Third Place: "Nexus Network Simulator"
by Jordan Bourdeau
A network simulator/emulator designed for IoT applications to make simulating real embedded code easy and scalable. Uses Linux FUSE file system to provide a file system abstraction for device IO over point-to-point and shared channels. Statistically models communication link properties such as delays, bit errors, and packet loss based on simulated node distance and data quantity. Leverages Linux cgroups to precisely control host OS scheduler time, preserving simulation time-fidelity.
BETA PRIZE:
The winners of this new special prize provided supplied by Beta Technologies will enjoy an exclusive experience to discover the future of aviation. The prize winners will receive a behind-the-scenes tour of their South Burlington headquarters where they will see firsthand the innovative technology driving the future of electric flight. The experience includes a curated lunch bv Chef Tim Peters and our BETA Eats team. Afterward, take the controls in a virtual flight simulation of our advanced ALIA aircraft.
"Single and Multi-Channel Noise Reduction Techniques for Embedded Platforms"

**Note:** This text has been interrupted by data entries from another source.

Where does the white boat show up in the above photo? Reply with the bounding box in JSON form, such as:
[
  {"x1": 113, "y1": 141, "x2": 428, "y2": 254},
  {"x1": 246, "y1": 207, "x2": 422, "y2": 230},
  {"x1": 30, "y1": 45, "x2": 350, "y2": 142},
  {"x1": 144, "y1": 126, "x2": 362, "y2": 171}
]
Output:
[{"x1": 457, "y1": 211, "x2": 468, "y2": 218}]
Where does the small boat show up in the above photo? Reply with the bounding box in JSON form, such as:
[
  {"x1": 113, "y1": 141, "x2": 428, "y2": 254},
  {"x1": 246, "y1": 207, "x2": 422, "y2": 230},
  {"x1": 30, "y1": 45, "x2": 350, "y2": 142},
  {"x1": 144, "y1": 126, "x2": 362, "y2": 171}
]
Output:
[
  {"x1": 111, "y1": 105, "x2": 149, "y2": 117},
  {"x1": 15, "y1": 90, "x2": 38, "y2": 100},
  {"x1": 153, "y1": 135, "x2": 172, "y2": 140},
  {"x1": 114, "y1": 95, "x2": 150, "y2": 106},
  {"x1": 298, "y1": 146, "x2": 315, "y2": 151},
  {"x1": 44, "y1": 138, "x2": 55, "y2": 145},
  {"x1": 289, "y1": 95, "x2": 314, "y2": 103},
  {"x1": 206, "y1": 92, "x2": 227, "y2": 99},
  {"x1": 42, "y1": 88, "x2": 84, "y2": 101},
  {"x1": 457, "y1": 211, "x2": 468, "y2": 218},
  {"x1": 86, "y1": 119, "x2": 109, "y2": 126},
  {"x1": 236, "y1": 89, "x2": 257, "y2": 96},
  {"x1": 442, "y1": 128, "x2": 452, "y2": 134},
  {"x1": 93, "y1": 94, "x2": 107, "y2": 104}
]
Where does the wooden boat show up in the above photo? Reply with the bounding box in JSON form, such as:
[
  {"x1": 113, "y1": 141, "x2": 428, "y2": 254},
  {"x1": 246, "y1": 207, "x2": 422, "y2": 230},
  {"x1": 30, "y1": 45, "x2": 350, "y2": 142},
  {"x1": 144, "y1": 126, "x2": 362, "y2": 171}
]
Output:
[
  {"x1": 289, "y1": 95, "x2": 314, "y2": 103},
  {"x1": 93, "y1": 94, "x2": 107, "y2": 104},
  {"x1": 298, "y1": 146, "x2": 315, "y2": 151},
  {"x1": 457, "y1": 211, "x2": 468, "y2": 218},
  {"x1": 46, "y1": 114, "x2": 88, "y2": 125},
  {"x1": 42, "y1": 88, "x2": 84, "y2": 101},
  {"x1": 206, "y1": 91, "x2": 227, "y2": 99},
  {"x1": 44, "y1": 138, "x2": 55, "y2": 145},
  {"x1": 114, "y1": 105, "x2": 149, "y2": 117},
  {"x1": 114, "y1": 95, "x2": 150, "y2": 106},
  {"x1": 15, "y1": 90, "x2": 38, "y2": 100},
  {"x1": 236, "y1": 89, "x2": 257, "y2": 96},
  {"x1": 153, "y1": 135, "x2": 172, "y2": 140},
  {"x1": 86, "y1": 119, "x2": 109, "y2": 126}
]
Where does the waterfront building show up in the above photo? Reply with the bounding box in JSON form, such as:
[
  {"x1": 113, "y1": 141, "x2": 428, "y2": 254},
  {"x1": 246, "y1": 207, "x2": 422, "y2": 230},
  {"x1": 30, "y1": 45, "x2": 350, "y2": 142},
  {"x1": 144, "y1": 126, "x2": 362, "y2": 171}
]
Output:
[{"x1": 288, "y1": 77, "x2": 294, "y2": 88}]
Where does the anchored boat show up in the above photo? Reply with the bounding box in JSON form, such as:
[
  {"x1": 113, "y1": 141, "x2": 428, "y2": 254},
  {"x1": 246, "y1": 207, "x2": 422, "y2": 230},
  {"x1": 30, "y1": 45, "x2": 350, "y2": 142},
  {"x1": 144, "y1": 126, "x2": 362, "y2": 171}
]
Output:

by Jordan Bourdeau, Soheyl Faghir Hagh, and Lucas Levine
Design of a high-frequency, multi-channel audio recording library for AVR-based microcontrollers. Capable of sampling up to 54kHz 8-bit audio and 52kHz 10-bit audio. Improves on existing libraries by supporting 68.75% faster sampling with 8-bit audio, as well as introducing 10-bit and multi-channel sampling capabilities. Research into single and multi-channel noise reduction techniques with amplitude thresholds, spectral subtraction, and Wiener filters. Aimed at removing environmental noise like wind from audio recordings, enabling higher-quality inputs to machine learning models for classifying precipitation phase.
"OBGYN Clerkship App"
by Hannah Deyst, Mia Corcoran, and Lindsay Hall
Our app is designed for medical students in their clinical OBGYN rotation at UVM Medical Center. It allows students to access quick medical references - infographics, videos, and links, helping them evaluate patients quickly. The app is also for clerkship preceptors, giving them the ability to fill out evaluations for the medical students on their rotations.
PEOPLE'S CHOICE:
"Prove It | Social Accountability"
by Nico Lippiatt-Cook
Prove It is a React Native mobile app designed to keep you accountable for tasks and goals. Set goals, prove you accomplished them and share to a feed of friends for feedback and support.